Unfair and anti-competitive practices abound in many sectors of the economy. We've worked for many years to challenge the payment card acceptance practices of the credit card networks. Their market power allows them to force merchants to pay onerous, non-negotiable "swipe fees" for accepting debit and credit cards. This effectively requires merchants to raise their prices for all consumers, including generally lower-income cash customers, resulting in a reverse subsidy from lower-income consumers to credit card customers. While our efforts have primarily been against the largest networks, Visa and Mastercard, which have long been held by the courts to hold illegal "market power," which allows them to set prices higher than a free market would allow, this week a U.S. judge ruled that the smaller American Express had also demonstrated market power over merchants in a similar case. You can read the decision by U.S. District Court Judge Nicholas Garaufis of the Eastern District of New York here. While the government is not seeking money damages, when the judge later issues his ordered remedies, AmEx will likely be forced to change its contractual terms that harm merchants, and perhaps lower its own swipe fees. While we want American Express, and the even smaller Discover, to succeed in the payment card network space as alternatives to the massive Visa and Mastercard, we don't want anyone to cheat to get ahead.

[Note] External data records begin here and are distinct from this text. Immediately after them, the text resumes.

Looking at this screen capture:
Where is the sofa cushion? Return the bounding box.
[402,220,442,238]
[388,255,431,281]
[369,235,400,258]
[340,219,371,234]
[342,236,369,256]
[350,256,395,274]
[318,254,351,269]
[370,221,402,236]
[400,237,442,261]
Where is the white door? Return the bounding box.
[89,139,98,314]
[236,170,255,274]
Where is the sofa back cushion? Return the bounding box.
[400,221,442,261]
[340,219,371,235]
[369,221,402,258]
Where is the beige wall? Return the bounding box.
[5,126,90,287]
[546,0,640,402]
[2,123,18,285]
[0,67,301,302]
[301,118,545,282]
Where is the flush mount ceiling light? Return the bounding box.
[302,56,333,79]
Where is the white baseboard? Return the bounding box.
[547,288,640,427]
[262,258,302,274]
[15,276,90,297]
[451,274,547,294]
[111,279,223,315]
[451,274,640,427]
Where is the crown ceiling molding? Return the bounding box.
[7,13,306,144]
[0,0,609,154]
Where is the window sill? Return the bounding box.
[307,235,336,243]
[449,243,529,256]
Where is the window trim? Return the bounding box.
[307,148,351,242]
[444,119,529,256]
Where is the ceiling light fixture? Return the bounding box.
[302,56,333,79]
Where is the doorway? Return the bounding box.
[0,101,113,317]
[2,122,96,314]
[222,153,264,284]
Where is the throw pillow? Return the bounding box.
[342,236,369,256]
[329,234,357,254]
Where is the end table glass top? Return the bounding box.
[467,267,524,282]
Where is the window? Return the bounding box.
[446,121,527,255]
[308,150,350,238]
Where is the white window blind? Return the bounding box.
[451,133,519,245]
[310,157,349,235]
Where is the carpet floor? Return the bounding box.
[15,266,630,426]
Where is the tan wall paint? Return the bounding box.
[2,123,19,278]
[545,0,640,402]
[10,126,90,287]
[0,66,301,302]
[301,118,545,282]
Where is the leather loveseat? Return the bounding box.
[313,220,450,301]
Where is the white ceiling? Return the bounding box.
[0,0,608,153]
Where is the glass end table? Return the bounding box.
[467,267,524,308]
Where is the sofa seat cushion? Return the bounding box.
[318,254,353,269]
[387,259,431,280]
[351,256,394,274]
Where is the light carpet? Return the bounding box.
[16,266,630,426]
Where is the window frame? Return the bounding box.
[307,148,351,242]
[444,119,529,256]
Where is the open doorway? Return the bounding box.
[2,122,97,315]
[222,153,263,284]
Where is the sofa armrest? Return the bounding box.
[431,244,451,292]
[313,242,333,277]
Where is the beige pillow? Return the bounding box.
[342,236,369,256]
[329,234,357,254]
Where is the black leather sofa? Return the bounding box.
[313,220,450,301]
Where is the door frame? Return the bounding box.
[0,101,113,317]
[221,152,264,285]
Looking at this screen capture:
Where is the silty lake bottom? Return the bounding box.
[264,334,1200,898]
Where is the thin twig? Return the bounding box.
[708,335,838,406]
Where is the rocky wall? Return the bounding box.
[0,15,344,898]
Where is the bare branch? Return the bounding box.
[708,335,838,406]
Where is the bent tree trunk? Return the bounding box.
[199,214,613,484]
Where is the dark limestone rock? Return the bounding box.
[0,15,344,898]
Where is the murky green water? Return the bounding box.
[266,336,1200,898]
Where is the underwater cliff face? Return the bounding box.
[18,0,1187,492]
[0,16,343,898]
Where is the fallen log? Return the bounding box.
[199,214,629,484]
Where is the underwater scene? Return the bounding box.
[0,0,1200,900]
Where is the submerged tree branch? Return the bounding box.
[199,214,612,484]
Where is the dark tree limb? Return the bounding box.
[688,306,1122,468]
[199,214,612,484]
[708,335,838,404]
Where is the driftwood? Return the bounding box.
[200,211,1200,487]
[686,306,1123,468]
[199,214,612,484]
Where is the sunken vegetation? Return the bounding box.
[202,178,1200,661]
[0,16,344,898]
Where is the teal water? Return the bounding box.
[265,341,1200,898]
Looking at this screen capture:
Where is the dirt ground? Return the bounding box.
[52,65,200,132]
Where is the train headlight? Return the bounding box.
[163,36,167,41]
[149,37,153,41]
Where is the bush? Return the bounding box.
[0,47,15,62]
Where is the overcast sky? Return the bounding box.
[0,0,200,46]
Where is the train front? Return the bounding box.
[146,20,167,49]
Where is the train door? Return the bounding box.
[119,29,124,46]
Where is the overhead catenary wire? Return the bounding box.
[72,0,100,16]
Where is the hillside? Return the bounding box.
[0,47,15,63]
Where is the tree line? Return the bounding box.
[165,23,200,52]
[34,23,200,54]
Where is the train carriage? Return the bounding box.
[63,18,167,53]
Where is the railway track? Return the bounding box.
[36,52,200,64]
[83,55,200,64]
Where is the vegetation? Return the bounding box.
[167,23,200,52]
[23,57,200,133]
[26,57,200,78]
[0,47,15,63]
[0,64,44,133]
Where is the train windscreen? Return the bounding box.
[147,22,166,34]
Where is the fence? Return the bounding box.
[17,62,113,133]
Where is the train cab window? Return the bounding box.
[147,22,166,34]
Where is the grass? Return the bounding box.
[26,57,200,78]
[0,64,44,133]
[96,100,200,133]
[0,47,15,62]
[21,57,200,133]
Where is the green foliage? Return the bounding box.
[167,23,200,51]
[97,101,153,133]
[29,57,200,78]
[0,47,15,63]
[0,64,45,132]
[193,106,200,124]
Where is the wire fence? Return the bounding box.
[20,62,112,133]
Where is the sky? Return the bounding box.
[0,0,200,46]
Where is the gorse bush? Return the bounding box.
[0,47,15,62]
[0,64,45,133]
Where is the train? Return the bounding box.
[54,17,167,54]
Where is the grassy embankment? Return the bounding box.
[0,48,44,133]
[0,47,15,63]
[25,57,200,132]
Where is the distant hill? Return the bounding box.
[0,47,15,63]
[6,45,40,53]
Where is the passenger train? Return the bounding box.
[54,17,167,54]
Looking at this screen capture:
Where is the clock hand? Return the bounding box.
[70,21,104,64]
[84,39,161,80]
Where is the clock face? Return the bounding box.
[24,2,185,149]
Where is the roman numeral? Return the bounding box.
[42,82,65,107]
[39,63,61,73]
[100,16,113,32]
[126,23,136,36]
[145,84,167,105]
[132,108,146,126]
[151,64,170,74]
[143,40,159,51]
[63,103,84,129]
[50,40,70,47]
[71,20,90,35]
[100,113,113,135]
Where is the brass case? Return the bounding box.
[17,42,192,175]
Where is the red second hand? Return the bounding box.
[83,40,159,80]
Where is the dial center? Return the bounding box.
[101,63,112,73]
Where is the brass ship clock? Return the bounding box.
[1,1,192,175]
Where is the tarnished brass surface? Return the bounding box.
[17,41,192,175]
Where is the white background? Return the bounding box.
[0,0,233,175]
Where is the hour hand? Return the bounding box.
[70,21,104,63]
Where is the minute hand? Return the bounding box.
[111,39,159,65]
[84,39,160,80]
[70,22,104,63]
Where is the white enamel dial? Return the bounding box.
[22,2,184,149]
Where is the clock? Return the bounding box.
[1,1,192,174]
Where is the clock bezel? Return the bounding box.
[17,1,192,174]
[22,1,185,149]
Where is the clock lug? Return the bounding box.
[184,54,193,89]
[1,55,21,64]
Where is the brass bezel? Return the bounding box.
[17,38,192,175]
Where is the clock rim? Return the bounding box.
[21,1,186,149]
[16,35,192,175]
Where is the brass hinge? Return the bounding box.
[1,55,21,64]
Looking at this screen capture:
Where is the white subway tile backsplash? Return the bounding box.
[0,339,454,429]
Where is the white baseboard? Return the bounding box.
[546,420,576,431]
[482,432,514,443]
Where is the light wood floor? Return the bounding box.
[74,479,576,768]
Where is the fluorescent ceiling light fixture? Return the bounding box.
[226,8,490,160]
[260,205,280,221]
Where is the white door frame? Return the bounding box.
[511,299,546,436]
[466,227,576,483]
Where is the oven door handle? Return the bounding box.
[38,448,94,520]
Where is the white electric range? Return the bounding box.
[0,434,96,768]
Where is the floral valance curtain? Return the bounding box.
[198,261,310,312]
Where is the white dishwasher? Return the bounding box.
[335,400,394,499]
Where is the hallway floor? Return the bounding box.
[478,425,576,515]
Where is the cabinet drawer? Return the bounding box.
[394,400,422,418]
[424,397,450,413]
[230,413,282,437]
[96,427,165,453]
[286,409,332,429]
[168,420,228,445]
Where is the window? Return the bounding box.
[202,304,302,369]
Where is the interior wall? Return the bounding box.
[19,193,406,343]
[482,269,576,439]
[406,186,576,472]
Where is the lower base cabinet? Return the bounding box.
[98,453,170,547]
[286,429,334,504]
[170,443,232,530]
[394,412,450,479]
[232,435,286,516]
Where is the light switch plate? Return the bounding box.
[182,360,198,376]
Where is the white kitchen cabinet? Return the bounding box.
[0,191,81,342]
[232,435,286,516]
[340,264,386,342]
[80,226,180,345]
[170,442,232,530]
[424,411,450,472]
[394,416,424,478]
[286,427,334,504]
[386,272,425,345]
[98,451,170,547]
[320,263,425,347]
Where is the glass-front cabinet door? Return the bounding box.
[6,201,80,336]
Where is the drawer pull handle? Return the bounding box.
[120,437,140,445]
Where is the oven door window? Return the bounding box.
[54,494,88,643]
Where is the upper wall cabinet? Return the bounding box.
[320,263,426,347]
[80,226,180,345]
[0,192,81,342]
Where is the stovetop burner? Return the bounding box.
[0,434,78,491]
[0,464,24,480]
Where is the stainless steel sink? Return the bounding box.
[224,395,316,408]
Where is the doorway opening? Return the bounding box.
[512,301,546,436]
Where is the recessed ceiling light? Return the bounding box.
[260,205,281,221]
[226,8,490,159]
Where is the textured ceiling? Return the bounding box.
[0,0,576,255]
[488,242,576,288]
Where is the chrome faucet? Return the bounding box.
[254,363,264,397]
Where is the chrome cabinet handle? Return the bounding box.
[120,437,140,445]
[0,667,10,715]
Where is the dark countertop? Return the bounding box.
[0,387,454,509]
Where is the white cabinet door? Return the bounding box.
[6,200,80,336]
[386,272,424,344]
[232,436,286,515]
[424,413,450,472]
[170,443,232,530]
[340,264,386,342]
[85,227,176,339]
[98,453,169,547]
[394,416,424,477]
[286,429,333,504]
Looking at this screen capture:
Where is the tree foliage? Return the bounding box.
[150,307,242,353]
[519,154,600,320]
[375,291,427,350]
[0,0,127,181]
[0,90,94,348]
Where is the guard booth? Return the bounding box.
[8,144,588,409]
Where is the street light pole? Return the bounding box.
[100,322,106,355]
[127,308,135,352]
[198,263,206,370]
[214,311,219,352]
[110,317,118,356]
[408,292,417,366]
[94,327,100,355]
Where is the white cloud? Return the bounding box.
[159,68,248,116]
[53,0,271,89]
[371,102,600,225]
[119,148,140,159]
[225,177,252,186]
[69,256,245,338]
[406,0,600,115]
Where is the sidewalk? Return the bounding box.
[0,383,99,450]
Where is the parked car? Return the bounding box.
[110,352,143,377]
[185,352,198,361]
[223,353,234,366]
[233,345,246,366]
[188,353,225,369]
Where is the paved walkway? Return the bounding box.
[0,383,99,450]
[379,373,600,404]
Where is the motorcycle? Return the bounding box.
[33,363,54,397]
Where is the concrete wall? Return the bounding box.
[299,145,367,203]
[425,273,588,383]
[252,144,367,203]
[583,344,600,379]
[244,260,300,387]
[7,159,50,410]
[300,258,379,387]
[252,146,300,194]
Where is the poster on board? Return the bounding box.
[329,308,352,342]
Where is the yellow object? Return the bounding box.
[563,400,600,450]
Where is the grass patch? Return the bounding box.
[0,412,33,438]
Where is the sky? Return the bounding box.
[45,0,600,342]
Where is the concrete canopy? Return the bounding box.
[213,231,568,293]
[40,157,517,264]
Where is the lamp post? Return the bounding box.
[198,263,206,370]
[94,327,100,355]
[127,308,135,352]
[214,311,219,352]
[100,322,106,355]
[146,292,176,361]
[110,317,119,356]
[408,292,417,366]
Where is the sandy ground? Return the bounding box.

U.S. PIRG, joined by Consumers Union, along with virtually all merchant associations, continues to object to a 2012 preliminary settlement between merchants and Visa and Mastercard over swipe fees (In re Payment Card Interchange Fee and Merchant Discount Litigation, 05-MD-1720). Our objection is largely based on the preliminary settlement's sweeping release from any future lawsuits, even if Visa and Mastercard engage in illegal behavior on new and unknown future payment platforms. As I warned in a previous blog:

Does not end bad behavior: The settlement prohibits merchants, including both objecting merchants and any future merchants, from bringing any similar cases in the future, including cases alleging violations in new payment technologies not yet being used, such as future mobile payment technologies. This effectively immunizes Visa and Mastercard from any future claims, no matter what new unfair schemes they roll out. (One warning sign of illegal practices is that prices continue to go up even when technology lowers costs. In the U.S., unlike the rest of the world, swipe fees have continued to increase even as new, better payment technologies have rolled out.)